It is often that artists are faced with the challenge of beginning. There you sit, equipped with all of the right supplies, the correct lighting, the perfect posture to start that project, and you’ve got nothing. Zip. No idea where to go next.
As with many other feats of creativity, those first words on the page, the first marks on the paper or those initial brush strokes on the canvas are often the most difficult to create. How many times have you sat staring at a blank white abyss, wondering how on earth you’ll fill this space with something worthwhile?
It has happened to me far too frequently.
One thing I’ve discovered over the years, which any art instructor would tell you, is that just doing SOMETHING is more valuable than creating that perfect mark. Even if you have no idea what your brush will do, what kinds of lines you’ll draw or what shape that clay will take, getting your hands dirty is the most important step.
Even brainstorming can be daunting. I’ll have these grand ideas for some prolific painting, but when I sit down to map out the details, I am again lost. Just getting something, anything, down on paper – a shape, a mark, a smudge – is a great start in and of itself.
Remember in middle school when the teacher would write one word on the board, and you had to use free-association to create a list of any other words that came to mind? Genius. Next time you find yourself in a creative rut, try applying that concept to a sketchbook. Pick an object in the room, or some random thing from your imagination, and just draw it. Outline it, shade it, scratch it out, draw it bigger – whatever. Just draw. Find shapes within that drawing, and morph it into something else. Cover the page in seemingly mindless doodles until you bleed into the next page. This simple exercise, which could take only a few minutes, can get your mind working, your hands moving and your eyes seeing – really seeing. The importance of seeing is another story altogether…
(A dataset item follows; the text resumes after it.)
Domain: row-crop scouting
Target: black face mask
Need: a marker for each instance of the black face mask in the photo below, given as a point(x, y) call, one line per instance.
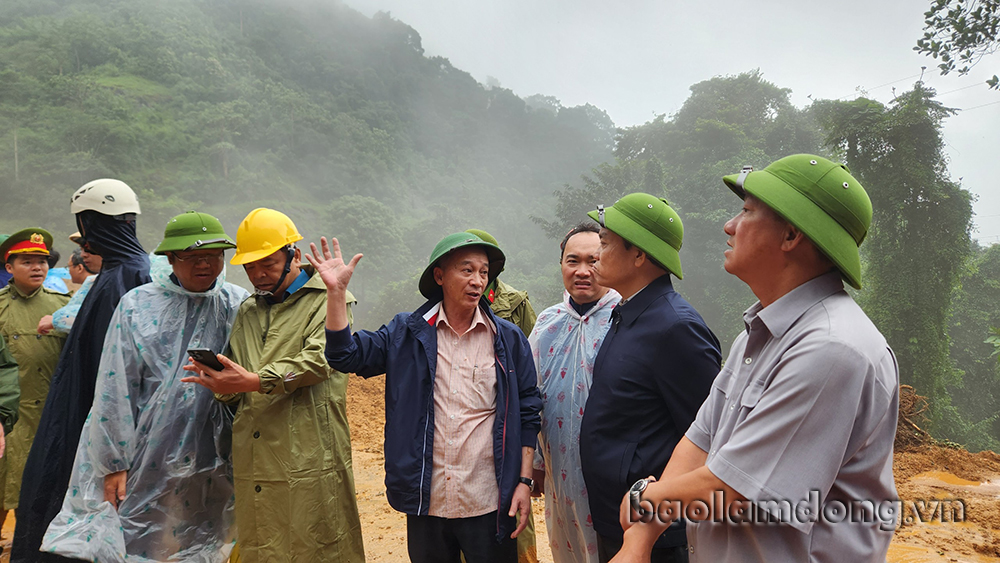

Back to doing. A lot of this process includes inevitable “mistakes,” though that word carries such negative connotation. Mistakes are such a crucial part of the creative process, and they should not be discouraging by any means. Mistakes can create new ideas on their own. I can’t tell you how many times I’ve begun a painting with one idea in mind, and it transforms into something completely different because of a simple slip of the brush.
Make mistakes. Screw it all up. Paint over it. Erase it. Blend it. Just keep working through it. You’ll be amazed at how many of those little mistakes end up becoming happy accidents.